The secretary of the Russian Security Council said the Arctic is strategically important to Russia and the country must protect its interests in the region.
In an interview published on the Izvestia newspaper web site Wednesday, Nikolai Patrushev said President Dmitry Medvedev had approved the principles of state policy in the Arctic until 2020.
"The priority line for us is using the Arctic zone to resolve strategic tasks of the country's development," Patrushev said.
He said fixing the external border of the Arctic shelf in terms of international law was on the short-term agenda, and added that a federal law on the southern border of Russia's arctic zone should be adopted.

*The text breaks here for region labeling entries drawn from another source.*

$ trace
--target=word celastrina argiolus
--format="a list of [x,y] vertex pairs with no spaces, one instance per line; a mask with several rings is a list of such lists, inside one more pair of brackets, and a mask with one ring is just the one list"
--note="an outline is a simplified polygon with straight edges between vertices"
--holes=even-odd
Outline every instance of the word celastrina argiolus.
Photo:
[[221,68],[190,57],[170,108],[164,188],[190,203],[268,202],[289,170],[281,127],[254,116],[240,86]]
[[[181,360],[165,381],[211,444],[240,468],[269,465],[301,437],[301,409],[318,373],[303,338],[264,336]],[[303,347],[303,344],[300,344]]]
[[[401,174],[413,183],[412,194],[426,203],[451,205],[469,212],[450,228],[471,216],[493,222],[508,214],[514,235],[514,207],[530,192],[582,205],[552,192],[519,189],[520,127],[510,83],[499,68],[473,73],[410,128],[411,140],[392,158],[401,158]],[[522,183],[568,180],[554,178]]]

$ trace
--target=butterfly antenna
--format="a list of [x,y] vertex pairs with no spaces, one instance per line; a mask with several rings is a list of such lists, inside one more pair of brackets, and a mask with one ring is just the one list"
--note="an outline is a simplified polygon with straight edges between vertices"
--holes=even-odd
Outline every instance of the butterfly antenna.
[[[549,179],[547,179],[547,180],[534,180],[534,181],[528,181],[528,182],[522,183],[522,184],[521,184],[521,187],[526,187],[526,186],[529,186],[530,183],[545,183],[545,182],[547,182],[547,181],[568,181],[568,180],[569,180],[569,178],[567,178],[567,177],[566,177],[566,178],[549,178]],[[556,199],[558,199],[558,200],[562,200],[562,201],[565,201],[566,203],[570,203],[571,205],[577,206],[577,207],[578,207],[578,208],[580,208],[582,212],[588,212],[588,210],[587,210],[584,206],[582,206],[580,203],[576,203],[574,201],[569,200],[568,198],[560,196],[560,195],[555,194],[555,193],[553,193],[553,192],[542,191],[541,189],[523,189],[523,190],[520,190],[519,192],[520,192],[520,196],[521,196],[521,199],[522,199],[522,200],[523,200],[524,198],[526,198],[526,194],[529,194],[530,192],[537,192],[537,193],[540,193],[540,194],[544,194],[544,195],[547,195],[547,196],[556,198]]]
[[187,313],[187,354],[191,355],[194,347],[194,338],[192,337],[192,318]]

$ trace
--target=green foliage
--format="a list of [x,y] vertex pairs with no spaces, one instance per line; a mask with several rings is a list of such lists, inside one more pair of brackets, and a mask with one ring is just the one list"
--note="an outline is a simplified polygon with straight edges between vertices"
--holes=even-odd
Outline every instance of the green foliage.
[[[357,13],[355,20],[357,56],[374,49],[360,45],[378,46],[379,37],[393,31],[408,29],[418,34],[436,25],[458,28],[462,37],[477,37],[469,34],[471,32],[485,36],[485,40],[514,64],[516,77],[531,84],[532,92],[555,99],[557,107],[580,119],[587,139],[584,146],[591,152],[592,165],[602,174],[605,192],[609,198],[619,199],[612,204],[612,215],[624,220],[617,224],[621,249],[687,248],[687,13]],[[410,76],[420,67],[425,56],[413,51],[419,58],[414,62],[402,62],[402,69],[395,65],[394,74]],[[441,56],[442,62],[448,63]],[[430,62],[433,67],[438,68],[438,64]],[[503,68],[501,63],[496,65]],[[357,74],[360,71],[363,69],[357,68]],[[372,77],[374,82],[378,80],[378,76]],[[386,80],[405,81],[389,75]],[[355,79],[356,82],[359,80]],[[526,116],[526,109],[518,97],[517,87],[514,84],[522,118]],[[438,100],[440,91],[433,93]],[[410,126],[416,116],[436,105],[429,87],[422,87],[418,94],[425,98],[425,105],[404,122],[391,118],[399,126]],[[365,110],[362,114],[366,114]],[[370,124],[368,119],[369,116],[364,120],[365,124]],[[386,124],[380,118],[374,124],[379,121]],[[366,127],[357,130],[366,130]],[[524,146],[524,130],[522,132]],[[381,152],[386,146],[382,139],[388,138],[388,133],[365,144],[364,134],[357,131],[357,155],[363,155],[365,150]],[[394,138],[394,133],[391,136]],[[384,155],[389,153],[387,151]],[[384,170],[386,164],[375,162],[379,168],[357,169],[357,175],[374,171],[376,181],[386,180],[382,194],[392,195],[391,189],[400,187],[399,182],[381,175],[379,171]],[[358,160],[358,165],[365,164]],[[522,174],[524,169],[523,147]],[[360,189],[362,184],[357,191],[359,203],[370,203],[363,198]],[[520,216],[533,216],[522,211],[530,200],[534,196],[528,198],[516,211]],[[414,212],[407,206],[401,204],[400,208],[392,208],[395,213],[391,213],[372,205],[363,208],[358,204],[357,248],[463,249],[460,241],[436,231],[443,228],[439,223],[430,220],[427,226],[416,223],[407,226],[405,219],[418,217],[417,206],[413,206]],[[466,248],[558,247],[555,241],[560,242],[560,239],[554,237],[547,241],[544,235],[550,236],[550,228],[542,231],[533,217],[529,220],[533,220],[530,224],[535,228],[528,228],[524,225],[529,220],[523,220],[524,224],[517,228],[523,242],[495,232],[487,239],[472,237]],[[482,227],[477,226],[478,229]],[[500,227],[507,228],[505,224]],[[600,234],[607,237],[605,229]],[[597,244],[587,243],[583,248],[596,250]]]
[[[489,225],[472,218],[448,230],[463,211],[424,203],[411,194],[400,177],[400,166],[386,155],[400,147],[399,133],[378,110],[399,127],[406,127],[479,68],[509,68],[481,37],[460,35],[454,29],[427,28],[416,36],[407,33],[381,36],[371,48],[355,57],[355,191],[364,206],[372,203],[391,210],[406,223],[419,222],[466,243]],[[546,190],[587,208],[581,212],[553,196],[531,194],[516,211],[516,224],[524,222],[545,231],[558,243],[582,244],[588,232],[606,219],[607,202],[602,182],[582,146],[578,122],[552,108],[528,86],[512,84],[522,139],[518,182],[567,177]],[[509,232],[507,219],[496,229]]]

The official said one of the main tasks was to turn the Arctic into Russia's resource base of the 21st century.
The area is believed to contain vast oil and gas reserves and other mineral riches, which technical advances and global warming could make more accessible in future decades.
"All these resources must be used to solve the problem of global energy security in the future," Patrushev said, adding that the interests of indigenous northern peoples and environmental standards and regulations must be taken into account.
Russia has undertaken two Arctic expeditions - to the Mendeleyev underwater chain in 2005 and to the Lomonosov ridge last summer - to support Russian claims to the region.
Russia said earlier it would submit documentary evidence to the UN on the external boundaries of the Russian Federation's territorial shelf in 2009.
Under international law, the five Arctic Circle countries - the United States, Canada, Denmark, Norway and Russia - each currently have a 322-km (200-mile) economic zone in the Arctic Ocean.